Pour poursuivre sur notre propos de la semaine dernière, reprenons Georges Palente : il est difficile de vivre en se sachant ou en se sentant marginal ou décalé par rapport aux critères normatifs dominants.


Le mal être s’explique souvent par cette subjectivité du rapport à l’autre. Je me sens bien mais mal aussi car trop en écart avec le regard de l’autre. Le regard social (presque le regard sartrien) renvoi chacun à l’idée qu’il se fait de ce qu’il devrait être et non pas de ce qu’il se sentirait bien d’être…

Dans nos sociétés, c’est l’homme qui doit s’adapter à la norme sociale et non l’inverse. Mais, ne l’oublions pas, c’est l’homme aussi qui contribue à construire cette norme. Nous sommes tous en peu complices et responsables de la construction des normes sociales. Qui sont parfois aussi simplement des modes.
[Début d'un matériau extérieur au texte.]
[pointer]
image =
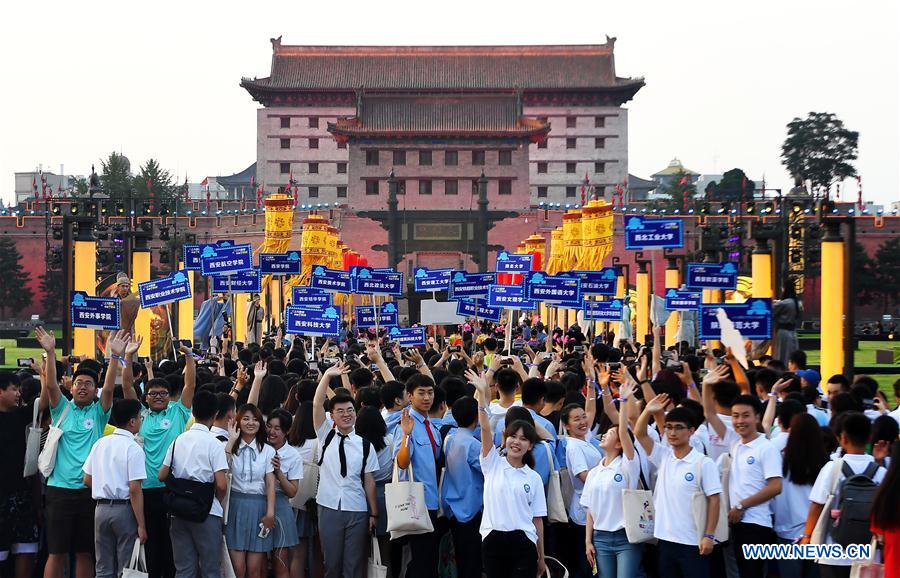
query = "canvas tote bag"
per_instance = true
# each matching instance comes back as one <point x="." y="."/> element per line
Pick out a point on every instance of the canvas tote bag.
<point x="47" y="458"/>
<point x="405" y="502"/>
<point x="556" y="507"/>
<point x="637" y="507"/>
<point x="33" y="443"/>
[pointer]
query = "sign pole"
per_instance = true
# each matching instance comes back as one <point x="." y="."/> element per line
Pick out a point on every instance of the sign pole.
<point x="172" y="331"/>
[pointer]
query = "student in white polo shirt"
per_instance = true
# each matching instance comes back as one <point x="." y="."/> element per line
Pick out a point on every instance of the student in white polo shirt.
<point x="200" y="457"/>
<point x="683" y="471"/>
<point x="114" y="471"/>
<point x="755" y="476"/>
<point x="512" y="528"/>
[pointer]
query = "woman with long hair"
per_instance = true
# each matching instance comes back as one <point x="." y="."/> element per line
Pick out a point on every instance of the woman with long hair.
<point x="803" y="457"/>
<point x="512" y="528"/>
<point x="371" y="427"/>
<point x="251" y="505"/>
<point x="886" y="514"/>
<point x="302" y="437"/>
<point x="787" y="313"/>
<point x="288" y="469"/>
<point x="606" y="543"/>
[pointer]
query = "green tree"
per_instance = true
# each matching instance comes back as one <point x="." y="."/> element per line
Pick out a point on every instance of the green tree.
<point x="865" y="276"/>
<point x="153" y="179"/>
<point x="679" y="186"/>
<point x="54" y="290"/>
<point x="820" y="150"/>
<point x="733" y="186"/>
<point x="116" y="177"/>
<point x="887" y="272"/>
<point x="15" y="295"/>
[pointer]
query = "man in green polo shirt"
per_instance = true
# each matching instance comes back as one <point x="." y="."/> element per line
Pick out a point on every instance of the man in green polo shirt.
<point x="70" y="508"/>
<point x="164" y="419"/>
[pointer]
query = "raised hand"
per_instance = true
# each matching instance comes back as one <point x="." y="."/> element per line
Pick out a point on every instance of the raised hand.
<point x="133" y="345"/>
<point x="118" y="342"/>
<point x="717" y="374"/>
<point x="658" y="403"/>
<point x="46" y="339"/>
<point x="260" y="370"/>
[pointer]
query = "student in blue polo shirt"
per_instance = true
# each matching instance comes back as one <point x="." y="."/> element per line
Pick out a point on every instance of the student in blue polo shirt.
<point x="165" y="418"/>
<point x="462" y="491"/>
<point x="70" y="507"/>
<point x="418" y="442"/>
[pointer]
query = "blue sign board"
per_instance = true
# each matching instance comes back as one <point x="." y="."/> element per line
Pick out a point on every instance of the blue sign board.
<point x="603" y="310"/>
<point x="432" y="279"/>
<point x="540" y="286"/>
<point x="753" y="319"/>
<point x="331" y="280"/>
<point x="175" y="287"/>
<point x="683" y="300"/>
<point x="310" y="297"/>
<point x="509" y="297"/>
<point x="602" y="282"/>
<point x="467" y="285"/>
<point x="192" y="253"/>
<point x="280" y="263"/>
<point x="477" y="308"/>
<point x="94" y="312"/>
<point x="513" y="263"/>
<point x="226" y="260"/>
<point x="712" y="275"/>
<point x="243" y="282"/>
<point x="387" y="315"/>
<point x="644" y="233"/>
<point x="408" y="337"/>
<point x="369" y="281"/>
<point x="325" y="322"/>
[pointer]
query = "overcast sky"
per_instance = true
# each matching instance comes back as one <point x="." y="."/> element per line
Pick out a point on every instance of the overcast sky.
<point x="160" y="79"/>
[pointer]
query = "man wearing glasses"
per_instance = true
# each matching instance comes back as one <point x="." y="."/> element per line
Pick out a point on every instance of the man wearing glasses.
<point x="346" y="496"/>
<point x="683" y="471"/>
<point x="164" y="419"/>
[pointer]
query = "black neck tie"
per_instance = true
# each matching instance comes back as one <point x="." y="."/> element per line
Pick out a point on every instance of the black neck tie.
<point x="342" y="455"/>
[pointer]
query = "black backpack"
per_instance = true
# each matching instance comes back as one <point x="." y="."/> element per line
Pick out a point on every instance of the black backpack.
<point x="855" y="506"/>
<point x="188" y="499"/>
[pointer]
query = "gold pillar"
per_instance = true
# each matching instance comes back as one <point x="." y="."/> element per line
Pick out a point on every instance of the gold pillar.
<point x="140" y="272"/>
<point x="673" y="281"/>
<point x="832" y="314"/>
<point x="240" y="316"/>
<point x="761" y="265"/>
<point x="642" y="286"/>
<point x="85" y="280"/>
<point x="186" y="310"/>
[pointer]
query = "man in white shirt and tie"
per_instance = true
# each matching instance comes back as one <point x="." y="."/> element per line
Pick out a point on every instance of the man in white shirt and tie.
<point x="114" y="471"/>
<point x="198" y="456"/>
<point x="347" y="505"/>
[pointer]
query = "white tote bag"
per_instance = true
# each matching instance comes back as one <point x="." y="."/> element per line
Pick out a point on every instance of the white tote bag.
<point x="556" y="507"/>
<point x="820" y="531"/>
<point x="308" y="485"/>
<point x="47" y="459"/>
<point x="637" y="508"/>
<point x="33" y="443"/>
<point x="137" y="566"/>
<point x="699" y="508"/>
<point x="375" y="568"/>
<point x="406" y="509"/>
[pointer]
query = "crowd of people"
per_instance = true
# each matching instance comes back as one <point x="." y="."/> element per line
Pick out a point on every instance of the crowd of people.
<point x="551" y="450"/>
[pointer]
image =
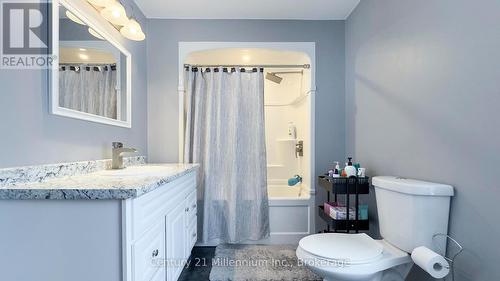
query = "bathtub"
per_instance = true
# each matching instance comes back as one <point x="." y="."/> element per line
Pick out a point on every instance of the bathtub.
<point x="290" y="213"/>
<point x="285" y="192"/>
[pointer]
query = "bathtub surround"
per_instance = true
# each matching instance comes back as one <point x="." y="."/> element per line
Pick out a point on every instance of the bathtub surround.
<point x="225" y="135"/>
<point x="96" y="185"/>
<point x="422" y="102"/>
<point x="163" y="99"/>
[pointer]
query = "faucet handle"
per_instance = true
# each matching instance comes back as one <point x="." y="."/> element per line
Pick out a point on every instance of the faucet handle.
<point x="117" y="145"/>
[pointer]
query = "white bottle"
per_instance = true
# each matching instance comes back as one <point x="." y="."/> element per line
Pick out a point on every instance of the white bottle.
<point x="292" y="130"/>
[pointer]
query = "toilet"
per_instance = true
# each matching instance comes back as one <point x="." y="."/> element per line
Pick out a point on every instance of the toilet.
<point x="410" y="212"/>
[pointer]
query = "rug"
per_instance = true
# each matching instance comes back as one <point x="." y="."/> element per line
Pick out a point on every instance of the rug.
<point x="258" y="263"/>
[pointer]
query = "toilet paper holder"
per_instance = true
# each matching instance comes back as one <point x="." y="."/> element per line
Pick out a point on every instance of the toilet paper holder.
<point x="452" y="257"/>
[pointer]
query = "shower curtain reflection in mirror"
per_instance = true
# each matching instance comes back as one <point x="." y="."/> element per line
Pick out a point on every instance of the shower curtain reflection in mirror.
<point x="89" y="88"/>
<point x="225" y="134"/>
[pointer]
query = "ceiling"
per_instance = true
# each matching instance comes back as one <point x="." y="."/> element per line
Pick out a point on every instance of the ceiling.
<point x="254" y="9"/>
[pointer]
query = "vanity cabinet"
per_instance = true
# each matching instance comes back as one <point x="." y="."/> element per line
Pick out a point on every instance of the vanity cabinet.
<point x="160" y="231"/>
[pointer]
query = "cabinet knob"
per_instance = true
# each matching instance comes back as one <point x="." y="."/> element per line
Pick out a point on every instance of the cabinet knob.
<point x="155" y="253"/>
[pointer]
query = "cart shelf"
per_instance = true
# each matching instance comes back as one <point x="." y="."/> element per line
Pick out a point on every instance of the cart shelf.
<point x="342" y="225"/>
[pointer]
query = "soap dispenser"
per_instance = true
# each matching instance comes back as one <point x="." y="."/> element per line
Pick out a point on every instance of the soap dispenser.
<point x="350" y="170"/>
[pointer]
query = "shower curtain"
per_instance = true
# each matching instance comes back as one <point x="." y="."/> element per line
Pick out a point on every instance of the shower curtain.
<point x="90" y="89"/>
<point x="225" y="135"/>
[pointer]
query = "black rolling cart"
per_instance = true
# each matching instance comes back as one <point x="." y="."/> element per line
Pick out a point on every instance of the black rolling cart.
<point x="344" y="188"/>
Encore faut-il préciser le rôle important des médias, et en particulier de la télévision, qui impose ses normes, survalorise l’aspect extérieur et consomme à la vitesse de la lumière les nouveaux visages. A voir certains castings, à regarder la grande majorité des journalistes et des animateurs, il semble que le pays soit composé presque uniquement de jeunes et belles personnes… La diversité des origines semble progresser mais on entend guère de voix demandant aussi la diversité des physiques. .../...
Image de vieux et vieillesse des images, chronique par Serge Guérin

Mais, si l’âge n’a pas bonne presse, si la jeunesse est sur valorisée, pour autant tous les jeunes ne sont pas les bienvenus dans la société Française. La valorisation de la notion de jeunesse n’interdit pas, en outre, un sentiment parallèle de défiance largement répandu envers les jeunes, suspectés de menacer l’ordre et la tranquillité.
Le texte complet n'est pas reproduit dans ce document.